DI’s analysis shows there is a current move away from a focus on poverty: the share of bilateral aid to LICs has fallen from 31% to 24% over the last decade (and the share of this aid provided as grants has also fallen). In recent years, the focus of bilateral providers has increasingly shifted towards provision of global public goods (GPGs), such as climate mitigation, which are often projects that, it could be argued, are better served by the multilateral system. We can’t be sure that increased financing for middle-income countries (MICs) via MDB reform will lead to the reallocation of other funding sources towards countries with the greatest poverty. This would require a political choice to reinstate poverty reduction as the main driver of aid allocations. While a dramatic scale up of MDB finance could open the space to make this choice, it would nevertheless require pressure on aid providers, backed by solid evidence and analysis of development finance of the type that DI provides.

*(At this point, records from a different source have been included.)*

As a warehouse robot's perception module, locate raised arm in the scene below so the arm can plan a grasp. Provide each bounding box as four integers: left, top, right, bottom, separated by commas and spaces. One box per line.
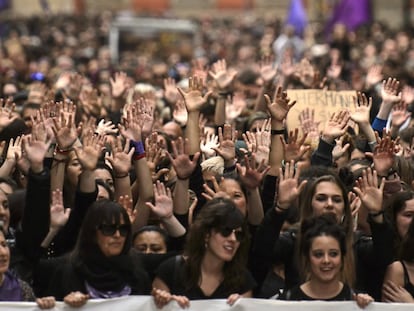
264, 86, 296, 176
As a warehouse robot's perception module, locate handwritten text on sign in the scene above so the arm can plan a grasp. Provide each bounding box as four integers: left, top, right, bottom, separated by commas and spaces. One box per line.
286, 89, 357, 136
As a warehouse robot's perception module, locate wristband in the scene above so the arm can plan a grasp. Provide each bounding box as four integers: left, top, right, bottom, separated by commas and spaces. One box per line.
130, 140, 145, 154
133, 153, 146, 161
368, 210, 384, 217
271, 129, 285, 135
275, 202, 289, 212
114, 172, 129, 178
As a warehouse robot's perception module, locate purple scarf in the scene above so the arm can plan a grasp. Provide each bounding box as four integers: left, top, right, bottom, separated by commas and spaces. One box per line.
0, 271, 22, 301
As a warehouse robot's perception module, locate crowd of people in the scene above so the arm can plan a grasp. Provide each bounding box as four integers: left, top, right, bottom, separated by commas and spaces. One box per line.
0, 9, 413, 309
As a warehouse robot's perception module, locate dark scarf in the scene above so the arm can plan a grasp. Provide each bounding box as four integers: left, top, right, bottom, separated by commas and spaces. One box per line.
74, 248, 137, 293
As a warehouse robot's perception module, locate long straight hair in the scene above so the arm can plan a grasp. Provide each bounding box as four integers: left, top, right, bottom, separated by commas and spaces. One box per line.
298, 174, 355, 287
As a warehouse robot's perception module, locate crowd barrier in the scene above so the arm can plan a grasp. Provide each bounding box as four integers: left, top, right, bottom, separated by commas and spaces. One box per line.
0, 296, 412, 310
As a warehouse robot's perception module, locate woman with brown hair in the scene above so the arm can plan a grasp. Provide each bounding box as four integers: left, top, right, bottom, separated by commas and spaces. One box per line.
152, 197, 255, 308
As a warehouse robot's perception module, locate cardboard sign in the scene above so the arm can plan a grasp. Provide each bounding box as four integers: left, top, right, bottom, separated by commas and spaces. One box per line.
286, 89, 357, 136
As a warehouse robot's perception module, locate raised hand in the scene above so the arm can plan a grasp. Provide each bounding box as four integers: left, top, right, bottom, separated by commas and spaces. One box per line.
353, 168, 384, 215
6, 136, 22, 163
264, 86, 296, 122
169, 137, 200, 180
200, 132, 219, 159
260, 54, 277, 84
213, 124, 237, 166
110, 71, 129, 99
381, 77, 401, 105
236, 154, 270, 190
52, 101, 79, 150
119, 104, 143, 142
368, 131, 396, 177
255, 119, 271, 165
321, 109, 350, 144
79, 88, 101, 117
282, 128, 310, 163
74, 134, 106, 171
208, 59, 237, 91
391, 101, 410, 130
145, 181, 174, 220
277, 160, 307, 210
177, 76, 211, 112
105, 136, 133, 177
172, 99, 188, 127
49, 189, 71, 230
225, 92, 246, 123
22, 132, 52, 169
332, 135, 351, 162
163, 77, 180, 105
95, 119, 118, 136
192, 58, 208, 83
0, 98, 17, 131
350, 92, 372, 125
365, 64, 383, 89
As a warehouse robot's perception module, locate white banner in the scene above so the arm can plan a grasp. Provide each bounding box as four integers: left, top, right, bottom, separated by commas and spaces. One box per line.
0, 296, 412, 310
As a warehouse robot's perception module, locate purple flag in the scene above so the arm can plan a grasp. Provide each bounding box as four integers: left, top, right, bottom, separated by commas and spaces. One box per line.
286, 0, 308, 37
326, 0, 372, 32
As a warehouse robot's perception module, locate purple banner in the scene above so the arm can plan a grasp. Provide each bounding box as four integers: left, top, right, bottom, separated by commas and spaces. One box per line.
326, 0, 372, 32
286, 0, 308, 37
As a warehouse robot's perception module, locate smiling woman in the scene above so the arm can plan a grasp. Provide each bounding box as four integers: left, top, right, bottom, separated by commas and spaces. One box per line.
283, 214, 374, 309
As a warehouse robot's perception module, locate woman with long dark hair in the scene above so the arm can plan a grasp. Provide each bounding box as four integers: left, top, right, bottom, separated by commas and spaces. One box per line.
37, 199, 150, 307
152, 197, 255, 308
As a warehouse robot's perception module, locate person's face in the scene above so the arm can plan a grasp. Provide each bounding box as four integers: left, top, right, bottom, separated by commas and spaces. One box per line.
0, 183, 13, 196
219, 179, 247, 217
96, 219, 128, 257
94, 168, 114, 193
66, 153, 82, 187
97, 185, 110, 201
133, 231, 167, 254
311, 181, 345, 221
0, 231, 10, 275
0, 191, 10, 233
309, 235, 342, 284
21, 107, 38, 129
206, 227, 242, 262
396, 199, 414, 239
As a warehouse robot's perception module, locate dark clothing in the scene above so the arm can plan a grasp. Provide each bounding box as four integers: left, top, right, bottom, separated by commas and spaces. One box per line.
283, 283, 353, 301
35, 251, 150, 300
10, 168, 51, 283
156, 256, 256, 299
252, 208, 394, 301
401, 261, 414, 297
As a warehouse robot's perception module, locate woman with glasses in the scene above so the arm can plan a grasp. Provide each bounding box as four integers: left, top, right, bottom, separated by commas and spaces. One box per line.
37, 199, 150, 307
152, 197, 256, 308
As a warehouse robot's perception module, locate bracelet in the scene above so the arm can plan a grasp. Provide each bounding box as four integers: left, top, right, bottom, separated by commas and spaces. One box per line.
130, 140, 145, 154
55, 146, 73, 154
133, 153, 146, 161
271, 129, 285, 135
368, 210, 384, 217
275, 202, 289, 212
114, 172, 129, 179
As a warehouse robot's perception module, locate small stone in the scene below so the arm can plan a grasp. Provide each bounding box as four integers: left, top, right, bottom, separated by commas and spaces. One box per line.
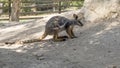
108, 50, 112, 53
73, 48, 76, 51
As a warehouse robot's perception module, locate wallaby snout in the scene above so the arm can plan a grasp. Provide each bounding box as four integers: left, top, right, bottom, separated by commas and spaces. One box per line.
78, 21, 83, 26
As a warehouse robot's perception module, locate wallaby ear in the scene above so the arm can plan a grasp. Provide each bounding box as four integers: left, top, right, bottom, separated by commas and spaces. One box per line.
73, 14, 78, 20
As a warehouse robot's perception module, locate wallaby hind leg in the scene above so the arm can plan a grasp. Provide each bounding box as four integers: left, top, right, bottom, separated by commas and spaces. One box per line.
53, 31, 66, 41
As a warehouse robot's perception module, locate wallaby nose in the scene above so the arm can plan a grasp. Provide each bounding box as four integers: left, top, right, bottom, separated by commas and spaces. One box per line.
78, 22, 83, 26
78, 21, 83, 26
80, 23, 83, 26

MDBs have a political choice too. Any additional finance raised is likely to primarily benefit MICs (directly at least), it can still benefit the most marginalised people in those countries and support inclusive growth. Investments should be made with respect to national priorities, local communities should have a voice, and mega-projects such as large-scale energy generation should not be at the expense of individuals’ rights. While the Bridgetown Initiative has brought welcome momentum to calls for changes in global climate and development finance architecture, its focus on MICs means questions remain as to whether the impacts will be felt by LICs.
3. How can MDB reform tie into wider transformation that we are seeing towards a more equitable global financing architecture?
There is deep frustration among development finance stakeholders, particularly from lower- and middle-income countries, around inequitable global governance structures that divide the world into aid ‘recipients’ and ‘donors’, with the latter too often imposing conditionality. Other actors such as China offer alternatives. A recognition that we need radical change is driving welcome demand for finance that is governed equitably and benefits those who need it the most. DI has been exploring alternative models and is part of a coalition of organisations supporting Global Public Investment (GPI), which proposes a radical shift in development cooperation. It presents a universal view, moving beyond a ‘developed—developing’ dichotomy to a means-adjusted ‘all contribute, all benefit, all decide’ model for funding GPGs.
This concept isn’t totally new, some regional funds follow such principles, but GPI takes them to a new scale. It represents shifts in:
- ambition, from poverty to inequality and sustainability
- function, from last-resort response to permanent investments in adaptation and preparation
- accountability, from the status quo to new decision-making structures
- narrative, from ‘foreign aid’ to circular cooperation
- and effort by all, from ‘north—south’ transfer to universal effort.
MDBs cannot afford to be on the periphery or left behind in engaging with such emerging approaches to global financing as GPI, which represent a radical departure from the business as usual.
Evolution or revolution?
This week, World Bank Directors will discuss the Evolution Roadmap, and present a proposal for reform of the Bank at the Annual Meetings in October. Will they grasp the nettle and ensure that low-income countries will benefit as well as middle-income countries?
A rising tide raises all boats, and reforms that deliver for people living in poverty will deliver greater global prosperity and security. MDB reform is an essential part of a bigger puzzle: to ensure that those who desperately need aid can access it now, while recognising that the power imbalances in the current financial architecture need to shift to guarantee inclusive, equitable growth. DI will be monitoring the impact of decisions made at this year’s Spring Meetings. Transparency and accountability will be our biggest allies in ensuring the ultimate success of these reforms.
- 1According to the IMF, details also discussed in UNCTAD’s 2022 report.